E no caso de Cevért… o que aconteceria caso a vítima mortal naquele Sábado de manhã em Watkins Glen fosse...
Jackie Stewart? Não teríamos a Stewart Grand Prix, provavelmente, e
Rubens Barrichello não tivesse corrido duas temporadas nessa equipa. Mas Cevért teria sido campeão do Mundo? E se sim, que impacto causaria? A mesma questão posso colocar acerca de Stefan Bellof. Teria sido um duro oponente a Ayrton Senna ou não? E se Bellof e Cevért tivessem sido múltiplos campeões do mundo? A quem iriam tirar os títulos? Senna, Lauda, Prost… o impacto seria grande. E nem toco naquele que para mim deve ser o mais premente de todos: um rapaz chamado
Roger Williamson. Morto na sua segunda corrida da carreira, no GP da Holanda de 1973, dele se falava que tinha enorme potencial. E o seu patrão,
Tom Wheatcroft (
o homem que comprou Donington Park) disse que eles tinham planos para comparar um chassis McLaren M23 em 1974 e erguer a sua própria equipa. Se o seu potencial se concretizasse, o impacto seria certamente grande.

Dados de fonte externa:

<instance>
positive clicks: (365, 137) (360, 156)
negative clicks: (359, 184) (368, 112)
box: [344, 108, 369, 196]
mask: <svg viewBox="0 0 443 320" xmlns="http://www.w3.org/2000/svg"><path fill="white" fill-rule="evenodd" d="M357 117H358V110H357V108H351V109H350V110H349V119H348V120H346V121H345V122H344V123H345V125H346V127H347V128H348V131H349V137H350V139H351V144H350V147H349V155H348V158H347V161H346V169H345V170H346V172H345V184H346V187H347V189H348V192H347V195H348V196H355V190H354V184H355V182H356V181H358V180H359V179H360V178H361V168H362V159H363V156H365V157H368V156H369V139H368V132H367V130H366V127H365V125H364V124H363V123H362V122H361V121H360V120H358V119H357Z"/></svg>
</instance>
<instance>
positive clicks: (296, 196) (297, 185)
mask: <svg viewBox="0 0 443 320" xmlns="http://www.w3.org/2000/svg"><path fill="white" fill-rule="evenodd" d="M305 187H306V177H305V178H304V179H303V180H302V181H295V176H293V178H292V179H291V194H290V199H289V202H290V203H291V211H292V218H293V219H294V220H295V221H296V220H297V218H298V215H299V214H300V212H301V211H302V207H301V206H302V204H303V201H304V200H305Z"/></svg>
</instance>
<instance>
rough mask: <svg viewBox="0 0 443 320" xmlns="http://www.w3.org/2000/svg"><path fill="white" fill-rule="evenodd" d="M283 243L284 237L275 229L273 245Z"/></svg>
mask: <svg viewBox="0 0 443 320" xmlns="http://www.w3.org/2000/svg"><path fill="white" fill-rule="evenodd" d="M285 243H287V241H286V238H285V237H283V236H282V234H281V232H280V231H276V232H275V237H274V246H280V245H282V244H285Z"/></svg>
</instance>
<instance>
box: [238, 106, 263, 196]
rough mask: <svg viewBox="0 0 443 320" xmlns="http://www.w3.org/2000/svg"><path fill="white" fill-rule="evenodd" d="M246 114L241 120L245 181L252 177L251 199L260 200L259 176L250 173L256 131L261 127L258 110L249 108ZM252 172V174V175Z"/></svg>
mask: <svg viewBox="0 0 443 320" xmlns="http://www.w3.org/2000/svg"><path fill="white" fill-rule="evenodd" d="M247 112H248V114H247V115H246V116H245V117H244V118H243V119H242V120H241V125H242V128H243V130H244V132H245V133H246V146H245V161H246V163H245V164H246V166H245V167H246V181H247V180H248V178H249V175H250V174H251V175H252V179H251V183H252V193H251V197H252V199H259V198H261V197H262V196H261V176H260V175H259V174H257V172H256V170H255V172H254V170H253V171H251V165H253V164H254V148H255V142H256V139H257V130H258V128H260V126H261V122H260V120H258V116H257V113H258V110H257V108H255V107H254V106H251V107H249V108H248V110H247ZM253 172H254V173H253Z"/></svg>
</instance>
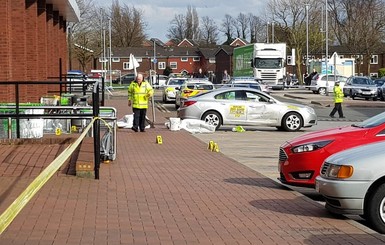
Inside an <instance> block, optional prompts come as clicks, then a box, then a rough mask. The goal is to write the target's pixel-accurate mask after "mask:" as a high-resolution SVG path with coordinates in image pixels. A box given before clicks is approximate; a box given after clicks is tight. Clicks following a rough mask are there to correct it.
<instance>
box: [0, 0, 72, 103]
mask: <svg viewBox="0 0 385 245" xmlns="http://www.w3.org/2000/svg"><path fill="white" fill-rule="evenodd" d="M53 9H54V8H53V5H52V4H47V1H46V0H3V1H2V8H0V83H1V81H47V80H48V79H49V77H57V78H56V79H54V80H59V79H58V77H59V75H60V72H61V71H62V72H63V73H65V71H66V70H67V43H66V21H65V20H64V19H63V17H61V16H60V13H58V12H55V11H53ZM60 66H61V67H60ZM51 80H52V79H51ZM55 87H56V86H55ZM48 90H49V88H48V87H47V86H46V85H38V86H36V85H34V86H22V87H20V98H19V100H20V102H38V101H39V100H40V97H41V96H44V95H46V94H47V92H48ZM14 101H15V89H14V86H5V85H1V87H0V102H14Z"/></svg>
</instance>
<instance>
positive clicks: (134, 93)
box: [128, 81, 154, 109]
mask: <svg viewBox="0 0 385 245" xmlns="http://www.w3.org/2000/svg"><path fill="white" fill-rule="evenodd" d="M153 94H154V89H153V88H152V87H151V85H150V84H149V83H148V82H147V81H143V82H142V83H141V84H140V86H139V84H138V83H137V82H136V81H133V82H131V84H130V86H129V87H128V100H131V103H132V107H133V108H137V109H147V108H148V99H149V98H150V97H151V96H152V95H153Z"/></svg>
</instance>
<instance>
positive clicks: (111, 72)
mask: <svg viewBox="0 0 385 245" xmlns="http://www.w3.org/2000/svg"><path fill="white" fill-rule="evenodd" d="M108 29H109V34H110V37H109V39H110V45H109V46H110V50H109V54H110V58H109V67H110V87H112V74H111V73H112V62H111V59H112V48H111V44H112V41H111V39H112V34H111V17H110V18H108Z"/></svg>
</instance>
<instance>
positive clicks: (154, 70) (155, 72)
mask: <svg viewBox="0 0 385 245" xmlns="http://www.w3.org/2000/svg"><path fill="white" fill-rule="evenodd" d="M153 61H154V62H153V63H154V71H156V51H155V39H154V60H153ZM154 74H155V76H156V72H154ZM150 78H151V80H152V88H154V78H153V76H151V71H150ZM151 103H152V125H154V123H155V99H154V96H152V97H151Z"/></svg>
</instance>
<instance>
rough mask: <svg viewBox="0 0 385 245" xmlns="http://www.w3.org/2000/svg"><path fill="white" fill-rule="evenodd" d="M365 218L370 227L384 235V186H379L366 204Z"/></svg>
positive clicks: (384, 194) (384, 219)
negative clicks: (371, 226)
mask: <svg viewBox="0 0 385 245" xmlns="http://www.w3.org/2000/svg"><path fill="white" fill-rule="evenodd" d="M366 203H367V205H366V207H365V217H366V219H367V220H368V221H369V223H370V224H371V225H372V227H373V228H374V229H375V230H377V231H378V232H380V233H385V184H382V185H380V186H379V187H378V188H377V189H376V190H375V191H374V192H373V193H372V194H371V195H370V196H369V197H368V201H367V202H366Z"/></svg>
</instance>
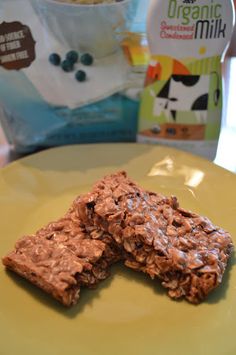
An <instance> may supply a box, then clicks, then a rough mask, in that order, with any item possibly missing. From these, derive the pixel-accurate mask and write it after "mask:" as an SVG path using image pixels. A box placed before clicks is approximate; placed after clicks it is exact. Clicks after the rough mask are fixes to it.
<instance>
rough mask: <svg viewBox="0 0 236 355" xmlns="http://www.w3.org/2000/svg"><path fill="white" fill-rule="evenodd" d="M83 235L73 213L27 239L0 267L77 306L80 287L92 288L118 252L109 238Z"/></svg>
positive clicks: (67, 305)
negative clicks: (21, 276)
mask: <svg viewBox="0 0 236 355" xmlns="http://www.w3.org/2000/svg"><path fill="white" fill-rule="evenodd" d="M91 234H92V235H93V239H91V238H90V234H89V233H87V232H85V231H84V230H83V229H82V228H81V225H80V220H79V219H78V218H77V217H76V218H75V211H74V210H73V209H70V211H69V212H68V213H67V214H66V215H65V216H64V217H63V218H61V219H59V220H58V221H56V222H53V223H50V224H49V225H47V226H46V227H45V228H42V229H40V230H39V231H38V232H37V233H36V234H35V235H31V236H26V237H24V238H22V239H21V240H19V241H18V242H17V243H16V246H15V249H14V250H13V251H12V252H11V253H9V254H8V255H7V256H6V257H5V258H3V264H4V265H5V266H6V267H7V268H9V269H11V270H13V271H15V272H16V273H18V274H19V275H21V276H23V277H24V278H26V279H28V280H29V281H31V282H32V283H33V284H35V285H37V286H38V287H40V288H42V289H43V290H44V291H46V292H47V293H49V294H51V295H52V296H53V297H54V298H56V299H57V300H58V301H60V302H61V303H63V304H64V305H65V306H71V305H73V304H75V303H77V300H78V298H79V292H80V288H81V286H87V287H94V286H95V285H96V284H97V283H98V282H99V281H100V280H103V279H105V278H106V277H107V276H108V275H109V265H110V264H112V263H114V262H116V261H117V260H118V259H119V258H120V255H119V252H118V249H117V247H116V246H114V245H113V244H114V243H113V241H112V239H111V238H110V239H109V237H107V238H104V241H100V240H96V239H97V238H96V235H95V234H96V233H94V232H93V231H92V230H91Z"/></svg>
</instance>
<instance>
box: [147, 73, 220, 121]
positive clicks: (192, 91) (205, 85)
mask: <svg viewBox="0 0 236 355" xmlns="http://www.w3.org/2000/svg"><path fill="white" fill-rule="evenodd" d="M213 74H217V73H215V72H214V73H213ZM210 76H211V75H172V76H171V77H170V78H169V80H168V81H167V82H166V83H165V84H164V86H163V88H162V89H161V90H160V92H158V93H157V94H156V93H155V91H154V90H153V89H150V94H151V95H152V97H154V105H153V115H154V116H160V115H161V114H162V113H164V115H165V116H166V119H167V121H168V122H176V121H177V112H179V111H181V112H184V111H193V112H194V114H195V118H196V121H197V122H198V123H202V124H206V120H207V110H208V101H209V95H208V93H206V88H209V85H210ZM219 96H220V90H219V89H218V88H217V89H216V91H215V94H214V103H215V105H216V106H217V104H218V101H219Z"/></svg>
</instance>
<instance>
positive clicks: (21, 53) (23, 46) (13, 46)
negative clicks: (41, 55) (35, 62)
mask: <svg viewBox="0 0 236 355" xmlns="http://www.w3.org/2000/svg"><path fill="white" fill-rule="evenodd" d="M35 43H36V42H35V40H34V39H33V36H32V33H31V31H30V28H29V27H28V26H26V25H23V24H22V23H20V22H17V21H15V22H3V23H1V24H0V65H1V66H2V67H4V68H5V69H8V70H19V69H22V68H27V67H29V66H30V65H31V63H32V62H33V61H34V60H35Z"/></svg>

É por causa destas e outras coisas que não creio, nem participo nesse tipo de votações. São ditadas pelo “coração” e pouco pela cabeça, e em vez de criar consensos, só agudiza a discussão. Até parece que fazem isto de propósito, só para encher capas de jornais, especialmente em eras onde as noticias são escassas. Ou então porque é final de ano (e neste caso em particular, da década), e coisas dessas começam a puluar por aí…

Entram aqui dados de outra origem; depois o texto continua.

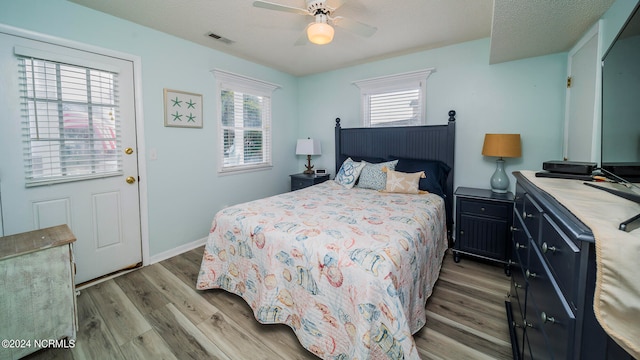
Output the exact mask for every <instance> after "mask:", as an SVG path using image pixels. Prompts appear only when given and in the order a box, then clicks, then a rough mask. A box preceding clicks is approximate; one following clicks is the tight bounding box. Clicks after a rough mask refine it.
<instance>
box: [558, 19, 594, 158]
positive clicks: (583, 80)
mask: <svg viewBox="0 0 640 360" xmlns="http://www.w3.org/2000/svg"><path fill="white" fill-rule="evenodd" d="M598 39H599V38H598V25H596V26H595V27H594V28H593V29H591V30H590V31H589V32H587V34H586V35H585V36H584V37H583V38H582V40H581V41H579V42H578V44H576V46H575V47H574V48H573V49H572V50H571V51H570V52H569V56H568V64H567V71H568V78H570V79H571V80H570V81H571V85H570V86H567V96H566V114H565V134H564V157H565V159H567V160H571V161H590V162H599V161H598V160H597V159H599V156H598V154H599V144H600V141H599V139H600V132H599V127H598V124H599V119H600V110H599V109H600V98H599V96H598V94H599V91H598V88H599V84H600V82H601V81H600V73H601V71H600V61H599V56H598V53H599V52H598V46H599V41H598Z"/></svg>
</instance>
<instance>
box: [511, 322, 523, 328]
mask: <svg viewBox="0 0 640 360" xmlns="http://www.w3.org/2000/svg"><path fill="white" fill-rule="evenodd" d="M511 326H513V327H514V328H522V325H520V324H518V323H517V322H515V321H512V322H511Z"/></svg>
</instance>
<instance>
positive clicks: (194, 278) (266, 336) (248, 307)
mask: <svg viewBox="0 0 640 360" xmlns="http://www.w3.org/2000/svg"><path fill="white" fill-rule="evenodd" d="M202 251H203V248H202V247H200V248H197V249H194V250H192V251H188V252H186V253H184V254H182V255H178V256H176V257H173V258H171V259H168V260H165V261H162V262H160V263H156V264H153V265H151V266H147V267H144V268H141V269H138V270H135V271H133V272H130V273H127V274H125V275H122V276H119V277H117V278H115V279H111V280H108V281H105V282H102V283H99V284H96V285H93V286H91V287H89V288H86V289H84V290H83V291H82V292H81V294H80V296H79V297H78V318H79V331H78V336H77V340H76V345H75V348H73V349H71V350H68V349H64V350H63V349H47V350H42V351H39V352H37V353H35V354H32V355H31V356H29V358H32V359H234V360H235V359H251V360H257V359H317V358H316V357H315V356H314V355H313V354H311V353H310V352H308V351H307V350H305V349H304V348H302V346H300V344H299V343H298V341H297V339H296V337H295V336H294V334H293V331H292V330H291V329H290V328H289V327H287V326H284V325H262V324H259V323H258V322H257V321H256V320H255V318H254V317H253V313H252V312H251V310H250V308H249V306H248V305H247V304H246V303H245V302H244V300H242V299H241V298H240V297H238V296H235V295H232V294H229V293H227V292H225V291H222V290H208V291H197V290H195V289H194V284H195V282H196V278H197V274H198V270H199V267H200V260H201V257H202ZM452 258H453V257H452V255H451V254H447V255H446V257H445V261H444V265H443V268H442V271H441V275H440V278H439V280H438V282H437V284H436V287H435V290H434V293H433V296H431V298H430V299H429V301H428V303H427V325H426V326H425V327H424V328H422V330H420V331H419V332H418V333H417V334H415V336H414V337H415V341H416V344H417V347H418V350H419V352H420V355H421V357H422V358H423V359H511V345H510V342H509V335H508V329H507V321H506V315H505V310H504V308H505V307H504V301H505V295H506V293H507V291H508V287H509V282H508V278H507V277H506V276H505V274H504V270H503V268H502V267H500V266H492V265H486V264H482V263H478V262H476V261H473V260H471V259H467V258H463V259H462V260H461V261H460V263H457V264H456V263H455V262H454V261H453V259H452Z"/></svg>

De uma certa forma, este tipo de discussões fazem lembrar o futebol. 95 por cento dos que vêm jogos na TV não devem saber todas as regras do International Board, mas sabem factos escondidos do seu clube favorito. Já vi, enquanto profissional da comunicação, situações lamentáveis nas bancadas, por parte de pessoas que simplesmente, se orgulham de dizer que “
são primeiro do clube X, e torcem contra o clube Y” Ás vezes, até torcem mais contra o clube Y, e provavelmente nem são sócios do clube X... Tal como no automobilismo, não os considero como fãs. São psicopatas à solta.

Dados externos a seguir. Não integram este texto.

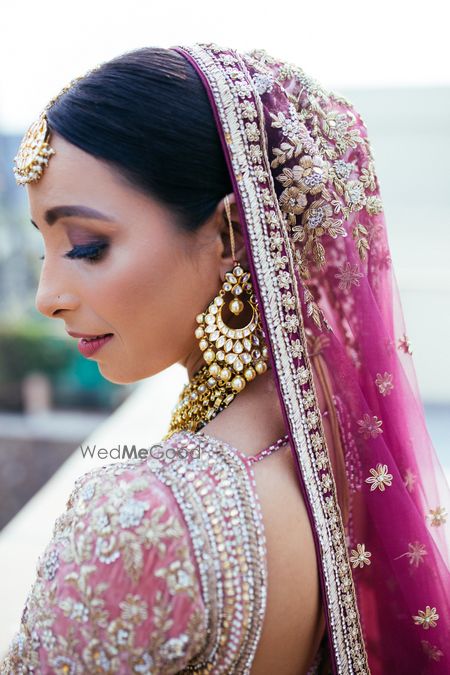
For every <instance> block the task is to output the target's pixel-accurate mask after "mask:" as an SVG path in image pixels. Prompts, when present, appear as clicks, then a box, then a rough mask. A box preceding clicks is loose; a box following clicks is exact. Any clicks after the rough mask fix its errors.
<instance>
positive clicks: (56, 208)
mask: <svg viewBox="0 0 450 675" xmlns="http://www.w3.org/2000/svg"><path fill="white" fill-rule="evenodd" d="M72 216H78V217H81V218H90V219H92V220H107V221H109V222H115V220H114V218H111V216H107V215H106V214H105V213H101V212H100V211H97V209H92V208H90V207H89V206H54V207H53V208H51V209H48V210H47V211H46V212H45V214H44V219H45V221H46V223H47V224H48V225H54V223H56V221H57V220H59V219H60V218H70V217H72ZM31 223H32V225H34V227H35V228H36V229H37V230H38V229H39V228H38V226H37V225H36V223H35V222H34V220H31Z"/></svg>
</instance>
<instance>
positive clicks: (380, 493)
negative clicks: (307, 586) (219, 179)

O meu “fanatismo”, digamos assim, é pela beleza do automobilismo em si próprio. A sua essência, para mim, é ver um piloto a dar o seu melhor a ultrapassar outro, esteja ele a correr numa Super Speedway americana, a fazer a sequência Eau Rouge/Raddilon a fundo, ou a correr contra o relógio numa classificativa do Rally da Finlândia, cheia de saltos a alta velocidade. Ver os mecânicos a baterem o cronómetro numa troca de pneus, ver disputas a serem decididas por milímetros, em sítios como monza, Silverstone, Mónaco... ver autódromos cheios de gente, ver os automóveis como um "laboratório" para ser usado mais tarde em carros do dia-a-dia, pilotos a arriscar a vida para alcançar uma glória que encherá os cabeçalhos dos jornais do dia seguinte, concretizando os seus sonhos de criança, esses poucos que conseguiram. Para mim, eles, independentemente de se chamarem Michael Schumacher, Juan Manuel Fangio, Ayrton Senna,
Perry McCarthy,
Roberto Moreno ou
Pedro Matos Chaves, são todos heróis. Fazem parte de uma elite, e isso muitas das vezes é esquecido. Para mim, todos estes pilotos merecem o meu respeito e a minha homenagem porque acima de tudo... chegaram lá.